The half century since the end of World War II has not dealt as kindly with nationalist territorial aspirations as the self-determination era after World War I.

The Communist ambition to rule a reunited Korea died in the Korean War. Saddam Hussein's drive for a greater Iraq was crushed in the Gulf war. Cyprus remains divided and contested. The Russians have had to content themselves with a shrinking domain. And the aim of a greater Serbia has been defeated.

Now it is the Arabs' and Israelis' turn to face the reality that neither will rule alone in the stretch of territory along the Mediterranean. In the agreement on Hebron, Prime Minister Benjamin Netanyahu, in effect, gave up hope for a greater Israel.
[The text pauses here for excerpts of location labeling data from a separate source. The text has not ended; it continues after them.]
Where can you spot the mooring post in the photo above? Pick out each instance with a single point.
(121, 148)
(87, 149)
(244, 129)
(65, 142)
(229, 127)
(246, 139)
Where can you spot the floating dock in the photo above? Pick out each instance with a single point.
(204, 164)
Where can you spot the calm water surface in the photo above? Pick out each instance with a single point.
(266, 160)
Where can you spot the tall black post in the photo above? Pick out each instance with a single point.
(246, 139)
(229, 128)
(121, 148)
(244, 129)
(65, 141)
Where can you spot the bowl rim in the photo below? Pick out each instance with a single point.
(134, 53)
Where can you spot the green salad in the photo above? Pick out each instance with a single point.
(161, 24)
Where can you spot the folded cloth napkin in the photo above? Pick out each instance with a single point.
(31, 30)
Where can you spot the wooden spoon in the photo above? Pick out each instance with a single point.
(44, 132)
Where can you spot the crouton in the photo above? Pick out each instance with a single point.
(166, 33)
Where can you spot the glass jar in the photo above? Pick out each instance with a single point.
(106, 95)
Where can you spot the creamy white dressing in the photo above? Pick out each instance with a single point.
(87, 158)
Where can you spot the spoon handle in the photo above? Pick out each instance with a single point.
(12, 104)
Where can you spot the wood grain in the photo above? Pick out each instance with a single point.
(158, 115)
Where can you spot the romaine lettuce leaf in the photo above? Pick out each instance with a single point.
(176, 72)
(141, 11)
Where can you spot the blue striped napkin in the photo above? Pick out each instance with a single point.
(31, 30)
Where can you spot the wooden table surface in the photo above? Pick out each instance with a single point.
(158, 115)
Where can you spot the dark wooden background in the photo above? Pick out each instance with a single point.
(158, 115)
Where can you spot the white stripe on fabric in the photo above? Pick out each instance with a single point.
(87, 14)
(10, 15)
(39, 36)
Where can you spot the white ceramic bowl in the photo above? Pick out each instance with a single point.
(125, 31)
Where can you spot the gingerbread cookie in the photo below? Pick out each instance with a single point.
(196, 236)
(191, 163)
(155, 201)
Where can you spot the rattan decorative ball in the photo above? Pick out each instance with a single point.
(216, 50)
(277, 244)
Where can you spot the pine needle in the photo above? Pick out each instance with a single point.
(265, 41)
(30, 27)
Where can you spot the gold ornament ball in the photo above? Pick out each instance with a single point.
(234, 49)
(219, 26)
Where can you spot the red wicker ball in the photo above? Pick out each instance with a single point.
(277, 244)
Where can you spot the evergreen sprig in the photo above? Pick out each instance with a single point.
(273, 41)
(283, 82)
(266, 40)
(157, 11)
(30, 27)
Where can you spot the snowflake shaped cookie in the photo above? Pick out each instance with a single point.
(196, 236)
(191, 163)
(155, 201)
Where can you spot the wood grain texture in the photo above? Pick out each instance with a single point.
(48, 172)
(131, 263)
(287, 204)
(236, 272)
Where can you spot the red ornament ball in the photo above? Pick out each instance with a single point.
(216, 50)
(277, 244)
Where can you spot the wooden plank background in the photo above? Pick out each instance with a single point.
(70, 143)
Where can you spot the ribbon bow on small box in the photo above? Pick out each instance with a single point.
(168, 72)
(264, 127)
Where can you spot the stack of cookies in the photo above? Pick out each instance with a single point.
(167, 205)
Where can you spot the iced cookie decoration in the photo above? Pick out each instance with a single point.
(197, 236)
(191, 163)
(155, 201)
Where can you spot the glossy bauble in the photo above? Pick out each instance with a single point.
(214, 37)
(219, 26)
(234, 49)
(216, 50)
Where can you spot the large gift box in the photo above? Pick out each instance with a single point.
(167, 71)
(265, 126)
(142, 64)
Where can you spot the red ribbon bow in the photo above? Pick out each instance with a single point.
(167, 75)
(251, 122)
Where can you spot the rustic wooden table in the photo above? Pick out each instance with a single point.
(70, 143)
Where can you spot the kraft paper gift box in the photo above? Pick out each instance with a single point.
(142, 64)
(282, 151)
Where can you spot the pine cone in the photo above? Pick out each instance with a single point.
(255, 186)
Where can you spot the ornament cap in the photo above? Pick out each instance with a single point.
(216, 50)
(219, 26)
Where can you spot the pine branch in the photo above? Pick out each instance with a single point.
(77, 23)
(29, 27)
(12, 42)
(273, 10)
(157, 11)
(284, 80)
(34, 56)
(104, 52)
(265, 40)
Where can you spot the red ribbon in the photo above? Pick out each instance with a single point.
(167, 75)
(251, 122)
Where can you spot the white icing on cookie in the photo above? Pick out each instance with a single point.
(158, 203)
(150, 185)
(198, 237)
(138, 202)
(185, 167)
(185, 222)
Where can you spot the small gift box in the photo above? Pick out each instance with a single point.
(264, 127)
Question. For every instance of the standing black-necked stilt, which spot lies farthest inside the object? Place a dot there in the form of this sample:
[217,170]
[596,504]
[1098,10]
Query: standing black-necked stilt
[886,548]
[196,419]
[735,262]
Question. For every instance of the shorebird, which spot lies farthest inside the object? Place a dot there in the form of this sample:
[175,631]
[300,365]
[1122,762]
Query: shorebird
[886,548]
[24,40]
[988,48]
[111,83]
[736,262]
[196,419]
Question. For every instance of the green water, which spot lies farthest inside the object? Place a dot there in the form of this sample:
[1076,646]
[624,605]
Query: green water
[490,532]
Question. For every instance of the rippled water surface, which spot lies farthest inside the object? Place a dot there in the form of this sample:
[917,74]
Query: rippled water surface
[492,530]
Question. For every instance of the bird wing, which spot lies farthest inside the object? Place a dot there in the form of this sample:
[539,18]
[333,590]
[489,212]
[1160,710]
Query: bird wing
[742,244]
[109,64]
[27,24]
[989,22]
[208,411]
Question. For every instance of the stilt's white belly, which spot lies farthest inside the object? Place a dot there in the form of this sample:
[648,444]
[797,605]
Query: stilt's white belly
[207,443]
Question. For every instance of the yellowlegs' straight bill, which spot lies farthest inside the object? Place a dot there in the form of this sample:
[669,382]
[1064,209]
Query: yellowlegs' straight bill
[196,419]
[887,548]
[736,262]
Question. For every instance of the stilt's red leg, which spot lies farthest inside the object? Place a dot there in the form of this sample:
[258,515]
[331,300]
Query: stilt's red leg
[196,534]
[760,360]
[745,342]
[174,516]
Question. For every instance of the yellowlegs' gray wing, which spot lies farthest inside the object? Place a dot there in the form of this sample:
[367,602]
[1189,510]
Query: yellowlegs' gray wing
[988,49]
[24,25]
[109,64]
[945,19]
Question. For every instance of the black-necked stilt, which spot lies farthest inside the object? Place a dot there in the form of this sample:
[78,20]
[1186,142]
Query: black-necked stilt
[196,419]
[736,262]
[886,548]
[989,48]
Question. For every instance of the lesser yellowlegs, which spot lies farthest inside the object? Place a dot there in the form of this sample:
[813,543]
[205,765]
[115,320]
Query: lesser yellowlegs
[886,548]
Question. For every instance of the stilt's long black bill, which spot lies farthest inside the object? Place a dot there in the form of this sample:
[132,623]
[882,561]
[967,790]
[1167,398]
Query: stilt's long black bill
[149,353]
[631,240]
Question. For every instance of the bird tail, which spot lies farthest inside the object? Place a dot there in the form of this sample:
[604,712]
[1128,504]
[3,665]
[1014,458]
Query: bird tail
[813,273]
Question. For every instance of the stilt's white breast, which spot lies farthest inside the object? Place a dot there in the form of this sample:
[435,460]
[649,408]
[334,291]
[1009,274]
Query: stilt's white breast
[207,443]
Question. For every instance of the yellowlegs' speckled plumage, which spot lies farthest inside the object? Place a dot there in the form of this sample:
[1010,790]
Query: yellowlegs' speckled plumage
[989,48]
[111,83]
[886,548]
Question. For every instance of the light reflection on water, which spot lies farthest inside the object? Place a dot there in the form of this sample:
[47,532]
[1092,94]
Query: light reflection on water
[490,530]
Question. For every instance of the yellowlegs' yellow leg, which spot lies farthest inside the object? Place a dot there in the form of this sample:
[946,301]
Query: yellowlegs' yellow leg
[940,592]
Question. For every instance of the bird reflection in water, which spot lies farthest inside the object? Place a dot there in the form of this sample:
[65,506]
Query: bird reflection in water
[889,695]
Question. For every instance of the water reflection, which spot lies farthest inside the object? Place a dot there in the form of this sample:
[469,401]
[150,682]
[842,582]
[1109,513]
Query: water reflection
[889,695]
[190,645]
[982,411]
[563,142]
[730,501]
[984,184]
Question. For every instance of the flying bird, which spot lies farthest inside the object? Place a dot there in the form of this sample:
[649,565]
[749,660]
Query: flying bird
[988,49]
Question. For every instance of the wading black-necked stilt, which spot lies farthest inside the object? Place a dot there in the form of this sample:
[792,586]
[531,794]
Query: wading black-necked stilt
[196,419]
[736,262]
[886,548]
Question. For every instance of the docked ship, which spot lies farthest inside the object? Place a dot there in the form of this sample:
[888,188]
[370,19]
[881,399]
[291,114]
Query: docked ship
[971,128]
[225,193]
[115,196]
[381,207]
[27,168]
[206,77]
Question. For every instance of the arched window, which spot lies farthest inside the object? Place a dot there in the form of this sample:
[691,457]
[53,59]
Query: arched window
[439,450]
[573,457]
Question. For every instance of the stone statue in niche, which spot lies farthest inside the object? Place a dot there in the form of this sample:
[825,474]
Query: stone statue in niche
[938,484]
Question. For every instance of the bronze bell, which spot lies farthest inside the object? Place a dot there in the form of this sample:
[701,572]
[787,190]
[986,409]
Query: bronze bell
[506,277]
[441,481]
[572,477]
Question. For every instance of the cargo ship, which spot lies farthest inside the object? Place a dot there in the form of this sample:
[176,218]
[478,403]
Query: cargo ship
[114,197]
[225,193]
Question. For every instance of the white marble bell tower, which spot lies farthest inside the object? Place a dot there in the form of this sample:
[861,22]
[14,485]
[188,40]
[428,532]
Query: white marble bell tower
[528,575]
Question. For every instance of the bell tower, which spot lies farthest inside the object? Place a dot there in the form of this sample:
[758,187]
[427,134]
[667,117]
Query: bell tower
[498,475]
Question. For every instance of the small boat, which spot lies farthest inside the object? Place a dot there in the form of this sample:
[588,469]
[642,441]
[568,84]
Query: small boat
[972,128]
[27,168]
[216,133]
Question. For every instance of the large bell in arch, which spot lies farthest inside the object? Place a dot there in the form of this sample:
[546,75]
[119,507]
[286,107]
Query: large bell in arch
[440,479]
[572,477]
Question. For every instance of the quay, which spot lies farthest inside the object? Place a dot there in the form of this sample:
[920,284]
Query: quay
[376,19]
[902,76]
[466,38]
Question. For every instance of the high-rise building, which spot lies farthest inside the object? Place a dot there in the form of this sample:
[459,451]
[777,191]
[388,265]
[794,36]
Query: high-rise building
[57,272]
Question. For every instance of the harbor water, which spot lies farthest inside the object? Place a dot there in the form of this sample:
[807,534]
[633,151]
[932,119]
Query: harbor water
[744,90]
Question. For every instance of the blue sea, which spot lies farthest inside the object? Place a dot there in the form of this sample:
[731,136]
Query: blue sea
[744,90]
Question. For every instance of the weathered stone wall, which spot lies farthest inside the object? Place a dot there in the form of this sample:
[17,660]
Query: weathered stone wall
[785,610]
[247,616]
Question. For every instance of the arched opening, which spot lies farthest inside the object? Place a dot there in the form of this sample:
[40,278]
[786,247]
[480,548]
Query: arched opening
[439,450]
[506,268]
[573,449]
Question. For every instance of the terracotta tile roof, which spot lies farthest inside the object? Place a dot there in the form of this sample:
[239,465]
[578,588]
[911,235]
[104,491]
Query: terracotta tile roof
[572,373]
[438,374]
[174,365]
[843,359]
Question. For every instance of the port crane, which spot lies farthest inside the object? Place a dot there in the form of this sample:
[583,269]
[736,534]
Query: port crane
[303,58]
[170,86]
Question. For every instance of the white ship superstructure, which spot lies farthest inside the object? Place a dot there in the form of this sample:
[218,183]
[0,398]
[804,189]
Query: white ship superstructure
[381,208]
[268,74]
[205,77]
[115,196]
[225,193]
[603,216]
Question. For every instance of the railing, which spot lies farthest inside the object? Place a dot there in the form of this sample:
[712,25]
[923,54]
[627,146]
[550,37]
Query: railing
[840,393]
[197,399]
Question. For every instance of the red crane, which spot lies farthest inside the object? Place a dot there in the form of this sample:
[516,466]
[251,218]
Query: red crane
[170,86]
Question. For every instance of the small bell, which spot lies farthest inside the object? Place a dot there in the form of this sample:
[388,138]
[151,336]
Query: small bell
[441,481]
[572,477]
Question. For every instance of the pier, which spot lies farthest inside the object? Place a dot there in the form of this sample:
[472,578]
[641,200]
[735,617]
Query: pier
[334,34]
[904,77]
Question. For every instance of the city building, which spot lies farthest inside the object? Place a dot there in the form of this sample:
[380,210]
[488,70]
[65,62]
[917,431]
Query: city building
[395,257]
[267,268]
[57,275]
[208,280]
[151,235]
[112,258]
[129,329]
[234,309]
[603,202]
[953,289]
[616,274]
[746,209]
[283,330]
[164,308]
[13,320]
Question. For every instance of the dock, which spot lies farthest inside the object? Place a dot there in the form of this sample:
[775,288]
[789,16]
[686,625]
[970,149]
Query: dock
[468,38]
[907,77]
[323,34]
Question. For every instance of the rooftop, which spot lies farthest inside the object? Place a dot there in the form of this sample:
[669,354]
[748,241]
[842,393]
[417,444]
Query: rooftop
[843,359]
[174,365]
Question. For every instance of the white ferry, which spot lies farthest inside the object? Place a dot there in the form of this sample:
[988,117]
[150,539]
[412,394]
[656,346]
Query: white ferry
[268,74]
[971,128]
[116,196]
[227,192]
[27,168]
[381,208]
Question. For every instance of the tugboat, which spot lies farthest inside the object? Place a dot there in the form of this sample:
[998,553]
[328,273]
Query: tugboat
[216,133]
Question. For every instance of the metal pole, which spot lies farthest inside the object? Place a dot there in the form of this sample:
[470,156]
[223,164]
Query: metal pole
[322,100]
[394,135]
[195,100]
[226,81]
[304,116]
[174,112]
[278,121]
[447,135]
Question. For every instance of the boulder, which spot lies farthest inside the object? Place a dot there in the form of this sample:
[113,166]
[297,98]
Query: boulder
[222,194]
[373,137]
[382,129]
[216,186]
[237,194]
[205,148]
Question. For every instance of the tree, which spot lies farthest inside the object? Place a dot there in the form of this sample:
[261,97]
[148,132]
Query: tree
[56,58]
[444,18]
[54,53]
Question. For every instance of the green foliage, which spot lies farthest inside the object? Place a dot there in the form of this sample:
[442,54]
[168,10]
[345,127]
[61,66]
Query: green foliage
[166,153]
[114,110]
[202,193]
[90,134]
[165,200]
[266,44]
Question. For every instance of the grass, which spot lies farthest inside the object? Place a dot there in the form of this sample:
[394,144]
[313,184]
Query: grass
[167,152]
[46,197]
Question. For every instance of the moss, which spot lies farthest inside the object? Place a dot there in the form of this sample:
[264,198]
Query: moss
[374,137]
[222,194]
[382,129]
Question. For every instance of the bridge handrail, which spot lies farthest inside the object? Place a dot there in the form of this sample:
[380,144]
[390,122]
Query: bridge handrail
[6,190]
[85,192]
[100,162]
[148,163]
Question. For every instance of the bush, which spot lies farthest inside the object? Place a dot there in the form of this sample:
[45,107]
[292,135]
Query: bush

And the Arabs, after a series of wars starting in 1948, are coming to terms with the end of their hope for a greater Palestine - although the Palestinian Authority has yet to acknowledge this formally in its charter.

The significance of the Hebron agreement is not only that this is the last of seven West Bank cities to be turned over to the Palestinian Authority, but also that Mr. Netanyahu has agreed to start turning over rural land that will link these cities together - part of something called a country. Free access between the West Bank and Gaza remains to be negotiated.

It took seven months since his election, but the Oslo peace process that Netanyahu campaigned against as a fraud is now his peace process. Because of the US's central role in bringing it about, it is also America's peace process. But, in Israel, the effects are likely to be profound.

The religious nationalists are fully aware that their dream of a Biblical Israel from the Jordan River to the Mediterranean is at stake. But they have not succeeded in defeating the Hebron agreement either in the Cabinet or in the Knesset (parliament).

Hopes for accommodation have been dashed before, only to be revived, but it appears majorities of both Israelis and Palestinians prize peace more than fulfillment of territorial ambitions. Netanyahu has cast his lot with the moderate majority, turning from the hard-line minority that helped bring him to power. Like others before him, he has concluded that there is no other way.

* Daniel Schorr is senior news analyst for National Public Radio.